# Browser Wars: The Next Generation



## Steve Mehs (Mar 21, 2002)

Two browser updates in less then a week, how exciting 

Microsoft Internet Explorer 7.0
Mozilla Firefox 2.0


----------



## Ron Barry (Dec 10, 2002)

Definitely exciting. Have not had a lot of time on IE, but I do like what I see in FF RC2. Love the built in Spell check. With IE doing the automatic update thing, going to make it hard on a lot of companies. IE 7 does not work with some of our existing software so I am sure we will be scrambling for a while.

Just checked out the site.. FF has not gone gold from what I can see and is still at RC3. Did I miss something?


----------



## Cholly (Mar 22, 2004)

IE 7.0 isn't yet available nationwide as an automatic update. MS is planning for that within the next month AIRC.


----------



## Ron Barry (Dec 10, 2002)

FF 2.0 just released. Just downloaded it. Installed fine.


----------



## Cholly (Mar 22, 2004)

Just downloaded it myself. Here's a link to the release notes, documenting the new features in FF 2.0
http://en-us.www.mozilla.com/en-US/firefox/2.0/releasenotes/


----------



## Steve Mehs (Mar 21, 2002)

> Just checked out the site.. FF has not gone gold from what I can see and is still at RC3. Did I miss something?


Nope, didn't miss anything. I posted the links before I went to bed hoping by the time anyone saw this thread FF2.0 would be live, but obviously I didn't take into account the west coast members


----------



## mruk69 (Jul 26, 2003)

Just in case you didn't notice remember the menu on top in ie6 (file, edit, etc.) well in IE7 if you press the alt key you will see it. To turn it off again do the same.


----------



## JM Anthony (Nov 16, 2003)

I've got them both running and IE is a slug on my laptop. FF is still my browser of choice. 

John


----------



## mruk69 (Jul 26, 2003)

I got to test out the Phising filter in IE7 today.

I had received an email supposedly from Paypay (I knew it was fake), the email claimed that I had to log in to my acount because a foreign IP had tried to access it.

I clicked the link it opened up IE7 and errored out and said that this website was reported for phising and cannot be accessed.

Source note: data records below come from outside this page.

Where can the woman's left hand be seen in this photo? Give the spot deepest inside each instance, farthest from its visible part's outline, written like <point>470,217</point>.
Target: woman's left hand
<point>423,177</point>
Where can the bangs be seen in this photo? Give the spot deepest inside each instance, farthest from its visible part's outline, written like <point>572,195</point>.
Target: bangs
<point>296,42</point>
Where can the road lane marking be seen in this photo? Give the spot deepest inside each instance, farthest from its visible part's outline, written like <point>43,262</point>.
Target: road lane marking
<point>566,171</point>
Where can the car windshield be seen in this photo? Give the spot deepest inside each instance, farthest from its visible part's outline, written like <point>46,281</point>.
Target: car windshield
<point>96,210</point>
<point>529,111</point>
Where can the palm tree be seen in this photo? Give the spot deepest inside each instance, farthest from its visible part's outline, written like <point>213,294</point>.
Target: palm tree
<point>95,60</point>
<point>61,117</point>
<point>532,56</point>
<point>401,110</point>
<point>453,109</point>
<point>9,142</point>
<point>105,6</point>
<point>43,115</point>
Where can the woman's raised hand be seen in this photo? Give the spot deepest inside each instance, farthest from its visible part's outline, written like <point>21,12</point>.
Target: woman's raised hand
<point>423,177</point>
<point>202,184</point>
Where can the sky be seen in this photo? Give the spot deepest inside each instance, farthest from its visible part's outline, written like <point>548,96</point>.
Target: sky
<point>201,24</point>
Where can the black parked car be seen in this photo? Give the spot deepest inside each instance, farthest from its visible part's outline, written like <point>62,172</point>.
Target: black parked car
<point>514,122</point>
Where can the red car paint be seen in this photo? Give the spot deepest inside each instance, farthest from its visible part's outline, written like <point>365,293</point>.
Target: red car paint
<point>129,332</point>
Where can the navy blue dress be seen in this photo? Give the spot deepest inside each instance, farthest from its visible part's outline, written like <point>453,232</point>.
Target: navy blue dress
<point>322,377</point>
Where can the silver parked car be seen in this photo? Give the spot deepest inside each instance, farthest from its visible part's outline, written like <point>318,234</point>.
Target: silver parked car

So at least it does what it is suppose to.


----------



## BearsFan (Apr 22, 2002)

On a PC = Firefox, the only way to go

On a Mac = Camino or Safari


----------



## mruk69 (Jul 26, 2003)

I use opera, IE7 and firefox they are all as reliable as each other.

I am however sick and tired of the morons who go out and think that Firefox is the best. Firefox also has its issues and have recently had to fix many security problems themselves.
In Short use them all.


----------



## Cholly (Mar 22, 2004)

IE is popular because MS bundles it as a part of Windows. For years, Netscape was a better browser than IE. Mozilla came along and attracted a LOT of people who were not happy with IE. When Mozilla.org came out with Firefox, it became an instant hit. It's more user friendly than IE, more secure (yes, people have found an occasional security problem, but these are fixed quickly) and doesn't suffer from bloat like IE. IE traditionally has had far greater vulnerability, which has hopefully been fixed in IE7. 

For some time now, Firefox has been my browser of choice and Google Mail my email client. I've used IE and Outlook Express only when I have to, for example, when visiting sites that will only work with IE.


----------